This is obviously not going to happen.

Capital taxes 

Thomas Piketty calls for a progressive private capital/wealth tax as a means to reduce public debt. What are the advantages/disadvantages of this fiscal solution?

A progressive tax on European capital-wealth (not just bank deposits but all assets including shares) at a rate of 0 per cent on up to 1 million, 10 percent between 1 and 5 million, and 20 percent above 5 million would reduce public debt by 20 percent of GDP.

Alternatively, the same rates of 0, 1, and 2 percent over 10 years would yield the same result.

The important point to be observed is that different economic choices have different distributional implications. In distributing the burden of adjustment for the banking collapse, governments have decided to not tax capital-wealth.

Rather, the strategy is to increase labour-income taxes, and reduce public expenditure.

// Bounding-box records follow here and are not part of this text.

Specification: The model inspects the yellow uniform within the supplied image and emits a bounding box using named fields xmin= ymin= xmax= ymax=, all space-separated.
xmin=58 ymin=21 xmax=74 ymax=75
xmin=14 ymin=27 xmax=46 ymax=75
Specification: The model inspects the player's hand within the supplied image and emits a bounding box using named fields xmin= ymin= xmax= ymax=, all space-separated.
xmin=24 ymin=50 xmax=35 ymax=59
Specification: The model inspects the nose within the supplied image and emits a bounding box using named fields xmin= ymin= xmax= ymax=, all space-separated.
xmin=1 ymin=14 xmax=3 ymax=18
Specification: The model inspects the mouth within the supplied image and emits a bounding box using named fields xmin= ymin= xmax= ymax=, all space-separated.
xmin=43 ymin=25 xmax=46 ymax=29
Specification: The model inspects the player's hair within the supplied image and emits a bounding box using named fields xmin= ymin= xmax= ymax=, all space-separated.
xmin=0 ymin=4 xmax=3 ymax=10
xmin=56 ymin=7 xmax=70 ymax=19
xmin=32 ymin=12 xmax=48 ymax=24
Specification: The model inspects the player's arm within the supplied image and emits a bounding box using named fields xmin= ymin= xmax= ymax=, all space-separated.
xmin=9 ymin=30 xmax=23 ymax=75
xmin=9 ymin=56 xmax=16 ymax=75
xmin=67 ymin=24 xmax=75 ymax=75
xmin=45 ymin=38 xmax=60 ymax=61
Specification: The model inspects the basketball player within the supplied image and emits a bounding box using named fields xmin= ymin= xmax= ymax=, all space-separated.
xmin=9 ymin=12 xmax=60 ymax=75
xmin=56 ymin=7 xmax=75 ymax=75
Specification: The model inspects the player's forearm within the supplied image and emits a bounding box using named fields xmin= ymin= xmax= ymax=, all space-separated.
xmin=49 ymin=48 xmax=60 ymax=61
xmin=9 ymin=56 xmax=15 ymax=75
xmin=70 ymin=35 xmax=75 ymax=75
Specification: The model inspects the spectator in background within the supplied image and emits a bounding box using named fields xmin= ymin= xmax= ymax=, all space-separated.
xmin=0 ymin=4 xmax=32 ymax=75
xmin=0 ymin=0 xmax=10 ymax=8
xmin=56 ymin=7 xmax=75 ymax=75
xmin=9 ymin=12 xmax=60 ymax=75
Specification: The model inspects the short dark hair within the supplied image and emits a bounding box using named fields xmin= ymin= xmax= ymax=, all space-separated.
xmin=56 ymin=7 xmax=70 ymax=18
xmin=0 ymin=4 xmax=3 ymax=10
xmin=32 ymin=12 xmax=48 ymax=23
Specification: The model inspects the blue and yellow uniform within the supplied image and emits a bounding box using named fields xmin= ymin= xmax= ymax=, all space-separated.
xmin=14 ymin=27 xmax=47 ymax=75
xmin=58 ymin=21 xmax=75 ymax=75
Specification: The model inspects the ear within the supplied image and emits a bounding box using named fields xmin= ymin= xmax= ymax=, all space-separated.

But do governments really have a choice? Are alternative adjustment paths possible?


Why do democratic governments not tax capital to deal with the public debt crisis, as suggested by Piketty?

Think about the importance of ideas, interests and institutions in shaping the political economy of adjustment.

First, capital taxes directly contradict the general intellectual paradigm underpinning European integration. Second, the interests and influence of those with wealth are politically opposed to this.

Thirdly, and perhaps most importantly in the context of EMU, it would require cross-national coordination among governments: it would require giving up more fiscal sovereignty, which the electorate don’t want.

The capacity of the nation-state to solve economic problems is clashing with the realities of global financial markets.

What about inflation as a strategy to reduce public debt?

An inflation rate of 5 percent per annum would allow governments to reduce their debt by more than 15 percent. It was this type of inflation that allowed Germany to embark on its post-war reconstruction without creating a sovereign debt crisis (in addition to massive financial assistance from the USA).


If there is no inflation, and no tax on capital, and a growth rate of 2 percent per annum, then the only choice is to cut spending and wages. But this austere strategy will take Euro governments over 20 years to reduce their debt to GDP ratio by 20 percentage points.

For example, at present, the Irish government spends more on debt interest re-payment as a percent of GDP than it does on its universities. Public debt is another persons private wealth. It is a form of redistribution.

European countries are rich, wealth and capital-income ratios are at their highest since the 19th century. This is not the case for governments who must rely on debt or taxes to finance public expenditure.

Nobody wants to pay more tax, neither the rich nor the poor. Member-states in the Euro do not want to pool their debt or deficits. There is no ‘technical’ solution to these distributive dilemmas. It is a political problem.